1. Feststellung also: Wieso gibt es eigentlich keine Chats, in denen Flirten nicht das Hauptthema ist? Wieso wird in den Weiten des Internets kein Raum geschaffen, in dem man sich einfach ganz normal mit anderen Menschen unterhält, über Gott und die Welt? Das stellt meiner Ansicht nach eine echte Marktlücke dar. Wie sagt mein Vater immer so schön? "Idioten gab es schon immer, aber seit es Internet gibt, finden die sich alle untereinander." - Warum geht das aber nicht auch umgekehrt?

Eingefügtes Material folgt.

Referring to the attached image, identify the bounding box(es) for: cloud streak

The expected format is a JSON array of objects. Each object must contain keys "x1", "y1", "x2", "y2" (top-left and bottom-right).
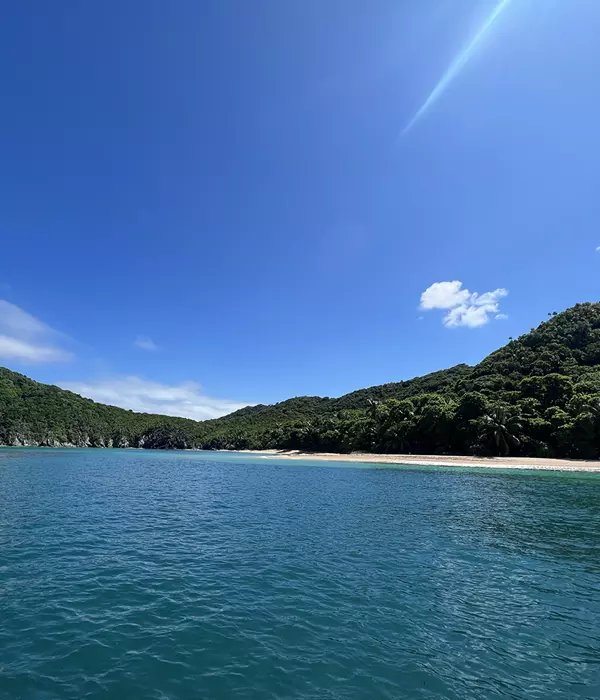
[
  {"x1": 401, "y1": 0, "x2": 512, "y2": 135},
  {"x1": 135, "y1": 335, "x2": 158, "y2": 351},
  {"x1": 0, "y1": 300, "x2": 73, "y2": 363},
  {"x1": 62, "y1": 376, "x2": 251, "y2": 421}
]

Warum sollten sich nicht auch nette, intelligente Menschen untereinander finden und einfach angenehme und interessante Konversationen pflegen? (Womit ich nicht sagen will, dass alle flirtwillige Menschen Idioten wären, aber ihr wisst schon, was ich meine, oder? ).

Nachdem ich also nicht recht fündig werde, entschließe ich mich, meinen "Stammchat" von früher aufzusuchen, denn in dem gab es zumindest immer ganz verschiedene Bereiche, wo man eine halbwegs reelle Chance hatte, abseits der eindeutig zweideutigen Rooms ebenfalls auf Menschen zu treffen, die auch einfach nur ein bisschen nett plaudern möchten (wobei ich mir da in diesem Moment auf Grund der fortgeschrittenen Uhrzeit ehrlich gesagt nicht wirklich Hoffnung mache...).
Mein ehemaliger Account ist schon lange gelöscht, aber man kann sich als Gast anmelden. Sehr gut, denke ich, ohne jegliches Profil ist man gleich nochmal um einiges anonymer. Und an dieser Stelle wird mir nun auch bewusst, was ich (aus heutiger Perspektive) am Chat als reizvoll empfinden könnte: man hat die Chance auf absolute Anonymität und kann gerade deshalb mit einer völlig fremden Person sogar sehr vertraut reden, kann ganz offen seine Meinung kundtun. Man muss sich nicht die Bohne drum scheren, wie man denn bei dem unbekannten Gegenüber ankommt. Es gibt nur zwei Möglichkeiten, entweder man findet eine gleichgesinnte Person und kann einen interessanten Abend verbringen, oder man loggt sich einfach wieder aus und ist für immer verschwunden. Es gibt keinerlei gesellschaftliche oder moralische Konsequenzen.
2. Feststellung: Meine heutige Intention einen Chat zu nutzen, geht nicht unbedingt konform zu jener als ich 17 war. Vor allem wohl deswegen, weil ich mir damals einfach keine konkreten Gedanken darüber gemacht habe, warum ich das tue. War halt so, hat man halt mal ausprobiert, fertig. Das Einzige, was ich mit Sicherheit sagen kann ist, dass ich auch vor gut 10 Jahren schon keine Lust darauf hatte, gezielt zum Flirten/Aufreißen (lassen) in den Chat zu gehen (mannomann war ich brav...^^).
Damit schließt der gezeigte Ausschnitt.